# Black Dip...or Black BBQ sauce Tips



## ksmith9 (Aug 21, 2021)

Howdy yall,

for about the past 3 years I have been trying to recreate some of the bbq sauces I have had in the past that were incredible. I had 2 that I can't forget, one from a friend that I moved away from :(. And another from a place down in Oregon that is no longer around. What they both had in common were a more dark color. I got the book "Project Smoke", and used the basis of the Black Dip recipe in their and I have come to the understanding that the type of sauces I like are the black type. I think it's because I am not a big fan of overly ketchupy sauces or the Eastern Carolina vinegar style, So i have been doing a base of the following:
1 cup Tomato Sauce
1 cup Worchesterchire Sauce
1 cup of water

And than I add different fragrances like whole cloves, OP, GP, S&P, Soy Sauce, a little ACV, etc.
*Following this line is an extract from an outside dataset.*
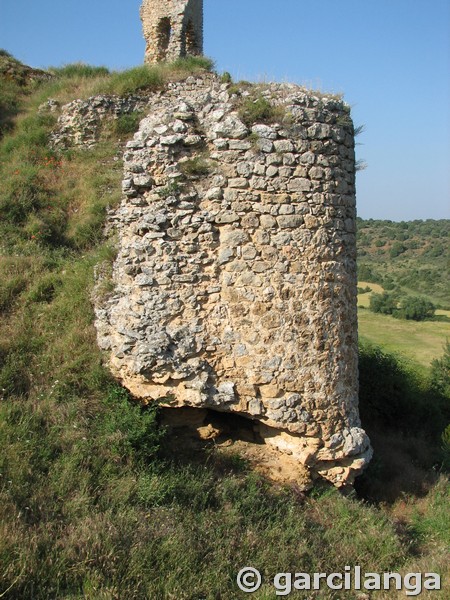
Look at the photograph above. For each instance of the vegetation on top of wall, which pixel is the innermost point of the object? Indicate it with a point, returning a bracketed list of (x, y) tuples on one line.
[(94, 500), (259, 110)]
I have found that I am on the right path but I figured I can't be the only one whose tastebuds gravitate towards these flavors. I figured I would reach out to you wonderful people and see if anyone has been making a black type sauce and what they may do different. Recently I tried replacing the cup of water with a cup of pineapple juice and that was really good, but I feel like I am missing an herb or something else. If anyone has a good black bbq sauce type recipe or suggestions please don't hesitate!


----------



## smokeymose (Aug 21, 2021)

Never heard of "Black" sauce or dip, but there are a lot of things I haven't heard of.
Interested...


----------



## 1MoreFord (Aug 21, 2021)

Search engines can be your friend.





__





						kentucky black bbq at DuckDuckGo
					

DuckDuckGo. Privacy, Simplified.




					duckduckgo.com


----------



## chef jimmyj (Aug 21, 2021)

Looks like all you missing is more Vinegar and a bit of Brown Sugar for balance. Several recipes add a bit of Nutmeg and/or Allspice instead of Clove. The rest of you add-ons are perfect. A search of West Kentucky Black Dip, resulted in several recipes...JJ


----------



## SmokinAl (Aug 22, 2021)

Interesting to know how this turns out, it sounds very interesting.
Al


----------